Com excepcional ritmo de corrida, holandês conta com trabalho da equipe e com as quebras nas unidades de potência do time italiano para conseguir seu quinto triunfo na temporada 2022
O GP do Azerbaijão de 2022 esteve longe de ser um dos mais movimentados da história do evento. Pelo contrário: foi uma corrida morna durante a maior parte de suas 51 voltas. Mesmo assim, o imponderável esteve presente nas ruas de Baku neste domingo.

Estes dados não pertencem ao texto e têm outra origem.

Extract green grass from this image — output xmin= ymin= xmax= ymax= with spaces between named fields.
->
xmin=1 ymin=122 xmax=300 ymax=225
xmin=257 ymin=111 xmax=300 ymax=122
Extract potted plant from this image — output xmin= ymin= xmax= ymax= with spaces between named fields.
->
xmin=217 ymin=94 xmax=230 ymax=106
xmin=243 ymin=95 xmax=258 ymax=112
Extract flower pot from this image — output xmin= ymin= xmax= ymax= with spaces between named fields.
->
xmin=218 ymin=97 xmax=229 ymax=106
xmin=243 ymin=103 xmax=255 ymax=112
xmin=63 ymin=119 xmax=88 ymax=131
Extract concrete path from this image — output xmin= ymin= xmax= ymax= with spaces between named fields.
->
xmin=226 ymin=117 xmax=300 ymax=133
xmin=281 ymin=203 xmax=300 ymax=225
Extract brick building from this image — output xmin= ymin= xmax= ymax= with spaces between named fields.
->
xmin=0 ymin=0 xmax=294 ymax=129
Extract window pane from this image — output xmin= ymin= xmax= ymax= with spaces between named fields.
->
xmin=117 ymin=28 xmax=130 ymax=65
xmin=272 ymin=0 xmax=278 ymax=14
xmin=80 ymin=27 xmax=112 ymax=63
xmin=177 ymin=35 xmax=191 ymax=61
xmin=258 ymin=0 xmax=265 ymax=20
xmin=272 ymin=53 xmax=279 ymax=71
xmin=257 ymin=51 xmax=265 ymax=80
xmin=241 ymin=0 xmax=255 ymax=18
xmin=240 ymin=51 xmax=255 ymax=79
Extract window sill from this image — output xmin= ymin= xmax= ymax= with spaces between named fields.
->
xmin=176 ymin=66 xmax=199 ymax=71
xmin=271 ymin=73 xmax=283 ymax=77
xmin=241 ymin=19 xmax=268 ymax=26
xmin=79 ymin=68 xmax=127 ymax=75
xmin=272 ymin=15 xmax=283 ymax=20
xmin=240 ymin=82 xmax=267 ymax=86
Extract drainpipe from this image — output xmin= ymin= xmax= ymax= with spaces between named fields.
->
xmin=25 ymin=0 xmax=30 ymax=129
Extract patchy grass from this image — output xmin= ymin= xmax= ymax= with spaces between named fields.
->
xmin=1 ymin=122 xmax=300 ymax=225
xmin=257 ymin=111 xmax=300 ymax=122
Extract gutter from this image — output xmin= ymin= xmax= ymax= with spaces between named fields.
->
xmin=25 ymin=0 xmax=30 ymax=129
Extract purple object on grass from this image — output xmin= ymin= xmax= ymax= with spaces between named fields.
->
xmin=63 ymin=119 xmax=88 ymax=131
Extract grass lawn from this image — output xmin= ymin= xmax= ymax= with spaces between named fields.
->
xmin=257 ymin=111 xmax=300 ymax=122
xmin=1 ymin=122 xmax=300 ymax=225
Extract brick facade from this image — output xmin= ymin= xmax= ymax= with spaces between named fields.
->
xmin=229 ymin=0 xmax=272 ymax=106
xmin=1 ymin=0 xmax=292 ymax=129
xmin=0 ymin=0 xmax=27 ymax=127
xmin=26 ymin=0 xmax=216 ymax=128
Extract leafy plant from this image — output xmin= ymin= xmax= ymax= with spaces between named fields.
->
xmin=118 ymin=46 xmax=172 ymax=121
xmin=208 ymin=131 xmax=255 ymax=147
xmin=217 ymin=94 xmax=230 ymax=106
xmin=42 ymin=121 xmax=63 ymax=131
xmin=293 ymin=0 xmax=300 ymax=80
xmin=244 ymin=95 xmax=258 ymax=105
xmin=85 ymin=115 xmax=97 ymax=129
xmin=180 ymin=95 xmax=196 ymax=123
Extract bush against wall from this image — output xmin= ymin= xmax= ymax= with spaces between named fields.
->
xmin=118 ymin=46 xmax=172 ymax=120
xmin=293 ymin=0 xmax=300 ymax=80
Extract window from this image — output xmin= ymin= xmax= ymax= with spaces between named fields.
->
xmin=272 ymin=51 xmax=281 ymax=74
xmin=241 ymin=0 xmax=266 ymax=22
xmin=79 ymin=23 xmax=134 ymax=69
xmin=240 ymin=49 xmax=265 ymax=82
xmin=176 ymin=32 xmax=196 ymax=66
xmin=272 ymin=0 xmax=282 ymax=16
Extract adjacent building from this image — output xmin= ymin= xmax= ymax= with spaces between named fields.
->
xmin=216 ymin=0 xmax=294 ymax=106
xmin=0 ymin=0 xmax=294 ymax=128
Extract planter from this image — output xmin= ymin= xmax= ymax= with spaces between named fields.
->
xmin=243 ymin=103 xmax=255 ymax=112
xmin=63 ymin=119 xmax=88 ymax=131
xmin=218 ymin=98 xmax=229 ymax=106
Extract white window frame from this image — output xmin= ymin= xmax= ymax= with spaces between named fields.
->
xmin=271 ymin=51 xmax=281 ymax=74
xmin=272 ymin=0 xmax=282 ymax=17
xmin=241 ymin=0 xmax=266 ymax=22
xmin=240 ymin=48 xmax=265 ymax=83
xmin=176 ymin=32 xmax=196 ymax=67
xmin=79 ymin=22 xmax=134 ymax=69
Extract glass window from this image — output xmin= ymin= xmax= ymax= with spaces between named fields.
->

E afetando a Ferrari, que viu seus dois pilotos abandonarem a prova: com um problema hidráulico, Carlos Sainz parou na nona volta; e Charles Leclerc sofreu uma quebra na unidade de potência na 21ª. Enquanto a equipe italiana zerou, a Red Bull não desperdiçou a chance de fazer mais uma dobradinha, a terceira em 2022: Max Verstappen venceu pela quinta vez no ano, com Sergio Pérez na segunda posição - e a melhor volta da prova. Pontuação máxima.
Foto: Peter Fox/Getty Images
Rafael Lopes e Luciano Burti analisam o GP do Azerbaijão de Fórmula 1
Contudo, seria uma injustiça atribuir a vitória de Max Verstappen no Azerbaijão apenas aos problemas da Ferrari. É claro que eles foram parte do enredo, mas a Red Bull trabalhou bem demais ao longo do fim de semana. Para começar, investiu em um acerto mais adequado para o ritmo de corrida, enquanto a equipe italiana tinha um carro mais rápido em volta lançada - a pole de Leclerc provou isso. Mesmo sem os problemas, Verstappen e Pérez teriam todas as condições de enfrentar o monegasco na corrida - e acredito que até mesmo levar vantagem. Teríamos uma bela disputa estratégica e também na pista não fossem as quebras da Ferrari. Mas a Red Bull criou as condições para construir uma dobradinha nas ruas de Baku sem depender dos rivais italianos.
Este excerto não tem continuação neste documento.